Crecer en una familia de maestros ofrece otra perspectiva de la labor docente, más aún en la etapa escolar. Mi mamá, mi papá y algunas tías han sido docentes en escuelas. Mi mamá, profesora de matemáticas y física, en sus últimos años antes del retiro de una escuela pública, tuvo que presenciar en diversas ocasiones, cómo padres y madres se envalentonaban enceguecidos porque sus hijos o hijas no lograban las notas, achacándole la responsabilidad a las profes del bajo rendimiento escolar de su hijo. ¿No será que la responsabilidad primaria de la formación es de las familias?, y que detrás de esas ínfulas, sus hijas e hijos se encuentran rodeados de la ausencia familiar, porque sus padres o madres nunca asisten a las reuniones de seguimiento académico, o porque les envían a clases sin sus libros o cuadernos, y de forma más dramática, en pleno abandono emocional.
Estar detrás de la escena me permitió entender que hay un Proyecto Educativo Institucional (PEI) que regula los contenidos programáticos de las clases, que conlleva una lógica según el desarrollo cognitivo propio de las edades que categorizan por cursos, que profes se esfuerzan en actividades de apropiación del conocimiento, usan su creatividad y recursos para promover la autonomía y las destrezas de niños y niñas desde sus primeros años de vida.
Esto, dejando por fuera la discusión sobre las falencias estructurales de la educación en Colombia, es el reflejo del día a día de docentes de colegios públicos y privados que ofrecen su esencial devoción al conocimiento, y su disposición al desarrollo de capacidades en la infancia y la adolescencia.
Pero el chat del colegio no entiende de PEI, ni de currículo, ni de vocación. Como una cuchilla, critican a profes y escuelas, y les cuestionan hasta de por qué no enseñan multiplicación si ya saben sumar, o por qué siguen viendo los sinónimos y antónimos cuando ya deberían conjugar en pretérito pluscuamperfecto. El chat está sirviendo de diván sin contención para dejar ver la inconformidad permanente, para desbocar la altanería suponiéndose mejor persona que el resto, para alardear de sus crías por sus buenas calificaciones como si eso fuera lo más importante de la educación, reflejando la sobreprotección parental, pidiendo explicación por las tareas que ya les han indicado a sus peques en las clases.

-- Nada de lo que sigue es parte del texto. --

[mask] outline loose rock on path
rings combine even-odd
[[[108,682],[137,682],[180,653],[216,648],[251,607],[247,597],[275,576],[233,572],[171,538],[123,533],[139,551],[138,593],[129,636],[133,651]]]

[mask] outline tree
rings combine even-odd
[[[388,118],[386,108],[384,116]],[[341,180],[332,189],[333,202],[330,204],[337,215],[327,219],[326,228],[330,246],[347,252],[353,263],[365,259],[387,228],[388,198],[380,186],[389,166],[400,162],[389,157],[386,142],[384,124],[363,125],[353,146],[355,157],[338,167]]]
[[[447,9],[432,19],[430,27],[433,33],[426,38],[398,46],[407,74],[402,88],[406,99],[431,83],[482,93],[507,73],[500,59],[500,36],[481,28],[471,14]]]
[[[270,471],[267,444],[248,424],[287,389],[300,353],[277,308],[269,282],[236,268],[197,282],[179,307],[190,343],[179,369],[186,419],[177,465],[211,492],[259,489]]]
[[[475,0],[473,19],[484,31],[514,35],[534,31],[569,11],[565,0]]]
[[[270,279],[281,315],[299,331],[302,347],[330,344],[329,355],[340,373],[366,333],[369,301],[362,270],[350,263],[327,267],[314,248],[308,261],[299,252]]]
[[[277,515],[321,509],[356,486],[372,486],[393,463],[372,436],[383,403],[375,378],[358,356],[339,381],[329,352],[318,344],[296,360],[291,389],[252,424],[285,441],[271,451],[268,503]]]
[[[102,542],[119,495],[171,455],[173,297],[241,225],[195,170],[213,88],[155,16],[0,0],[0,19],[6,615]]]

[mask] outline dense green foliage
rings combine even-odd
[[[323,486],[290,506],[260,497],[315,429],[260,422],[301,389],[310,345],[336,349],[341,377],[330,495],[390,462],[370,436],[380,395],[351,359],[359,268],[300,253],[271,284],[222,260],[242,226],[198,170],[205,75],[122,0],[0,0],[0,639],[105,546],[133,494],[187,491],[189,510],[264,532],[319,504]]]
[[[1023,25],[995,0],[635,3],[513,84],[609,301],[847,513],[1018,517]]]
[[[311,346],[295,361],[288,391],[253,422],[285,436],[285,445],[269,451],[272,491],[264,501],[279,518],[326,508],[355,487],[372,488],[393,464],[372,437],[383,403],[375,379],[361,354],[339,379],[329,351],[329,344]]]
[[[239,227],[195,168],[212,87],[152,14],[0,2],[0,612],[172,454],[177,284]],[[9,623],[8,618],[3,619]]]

El chat del colegio de mamás y papás no es más que el reflejo de una sociedad llena de inseguridades, frustraciones y problemas de autoestima; que no sabe leer, no solamente textos sino contextos, que no aprende a seguir instrucciones, que no respeta las fronteras de su alcance institucional, que necesita reconocimiento por los mínimos esfuerzos, que porque pagan creen que tienen el derecho a cuestionar sin fundamentos, pero, sobre todo, que no valora la labor docente porque la asume de segunda clase.
El chat del colegio es necesario para llegar a acuerdos, para socializar avances, pero, sobre todo, para acompañarnos mientras nuestros hijos e hijas viven su época de cultivar recuerdos bonitos de su infancia. El chat de papás y mamás es necesario, pero hagamos un poquito de “por favor”, bajemos la ansiedad y sumemos dos mil pesitos de respeto y humildad.